SOSP 2013 Trip report, and a note on systems research

Marius Eriksen (marius@monkey.org)
09 Nov 2013

The twenty-fourth ACM Symposium for on Operating Systems Principles (SOSP) was held at the Nemacolin Woodlands resort in Western Pennsylvania. (Nemacolin is a luxury resort, and it wants you to know it. It’s sort of like a Disneyland rendition of the palace of Versailles.) SOSPs are usually held in slightly isolated settings. It forces everyone to stay together for the entire affair—an all-inclusive conference. This works: your time there is consumed by SOSP activities. There is one track of sessions during the day, immediately followed by receptions, poster sessions, BoFs, and WIPs—open bars abound—followed by banquet dinners. This is Woodstock for systems researchers.

On the Sunday before the main conference I attended the PLOS’13 workshop where I presented a paper, Your Server as a Function Slides are available; the talk was not recorded. about some of the core abstractions and software systems that we use to construct our server software—i.e. our systems software stack. Russ Cox gave the workshop keynote, on Go. Russ did a great job motivating the philosophy behind Go’s type system, concurrency constructs, and its package system. I’ve had an eye on Go for a while: its focus on simplicity is a healthy response to the complexity creep that seems to plague just about every other “industry” language. I’m curious to see how well Go’s approach will hold up to time, and whether they truly manage to keep it simple in the face of larger code bases, greater demand for generic code, and a changing hardware and software landscape. Go’s designers have a healthy attitude, though. Anil Madhavapeddy maintained a liveblog of the entire event.

Monday through Wednesday featured the main conference. SOSP is a single track conference, and the talks are very well attended. There are lots of good questions—some are asked in anger!—and the whole affair is quite engaging. The talks were all well-rehearsed; there were few awkward pauses or speakers who stumbled.
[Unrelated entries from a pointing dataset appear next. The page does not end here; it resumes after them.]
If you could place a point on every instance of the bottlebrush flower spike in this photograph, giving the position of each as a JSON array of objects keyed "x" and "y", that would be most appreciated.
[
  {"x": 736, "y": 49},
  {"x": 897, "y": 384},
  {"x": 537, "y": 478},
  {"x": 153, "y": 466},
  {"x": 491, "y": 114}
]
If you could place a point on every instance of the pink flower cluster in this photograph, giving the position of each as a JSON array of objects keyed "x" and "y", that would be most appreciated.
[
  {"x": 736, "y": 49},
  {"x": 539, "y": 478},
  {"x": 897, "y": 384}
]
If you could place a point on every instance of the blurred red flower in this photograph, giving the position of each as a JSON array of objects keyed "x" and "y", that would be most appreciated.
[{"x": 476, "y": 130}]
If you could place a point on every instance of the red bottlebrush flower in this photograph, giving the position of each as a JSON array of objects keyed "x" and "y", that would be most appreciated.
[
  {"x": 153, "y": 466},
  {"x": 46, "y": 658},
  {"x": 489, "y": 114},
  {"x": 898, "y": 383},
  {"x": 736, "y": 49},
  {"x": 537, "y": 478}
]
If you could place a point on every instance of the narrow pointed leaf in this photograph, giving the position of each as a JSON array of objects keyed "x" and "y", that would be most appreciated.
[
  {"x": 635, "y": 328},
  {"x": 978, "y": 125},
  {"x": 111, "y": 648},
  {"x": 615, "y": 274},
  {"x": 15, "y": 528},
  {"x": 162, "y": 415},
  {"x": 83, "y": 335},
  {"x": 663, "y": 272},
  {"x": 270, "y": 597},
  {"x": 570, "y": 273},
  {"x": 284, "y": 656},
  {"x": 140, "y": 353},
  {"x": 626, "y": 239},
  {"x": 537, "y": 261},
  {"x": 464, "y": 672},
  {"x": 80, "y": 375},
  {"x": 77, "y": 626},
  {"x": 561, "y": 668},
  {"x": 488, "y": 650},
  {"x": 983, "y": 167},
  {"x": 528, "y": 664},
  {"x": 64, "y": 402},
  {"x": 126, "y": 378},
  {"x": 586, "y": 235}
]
My 3 favorite talks were also the best paper award winners.

The Scalable Commutativity Rule: Designing Scalable Software for Multicore Processors” describes a tool, commuter, which uses symbolic execution on models (effectively, “pseudo-code” Python implementations of the underlying operations) to determine what operations and argument combinations commute—that is, which pairs of operations may be executed independently of order? commuter allows you to statically analyze systems—more accurately: models of systems—and determine where operations may execute concurrently. The authors implement a filesystem in order to show the applicability of commuter.

Towards Optimization-Safe Systems: Analyzing the Impact of Undefined Behavior” describes a tool, stack, which sniffs out where applications rely on behavior that is undefined in C. (Did you know that pointer arithmetic overflow is undefined? Me neither.) The authors created a model for understanding such unstable code, and developed a static checker to find such code. Finally they ran stack on a number of open source projects (Kerberos, Postgres, the Linux kernel) finding a large amount of unstable code. This was a fun presentation and paper.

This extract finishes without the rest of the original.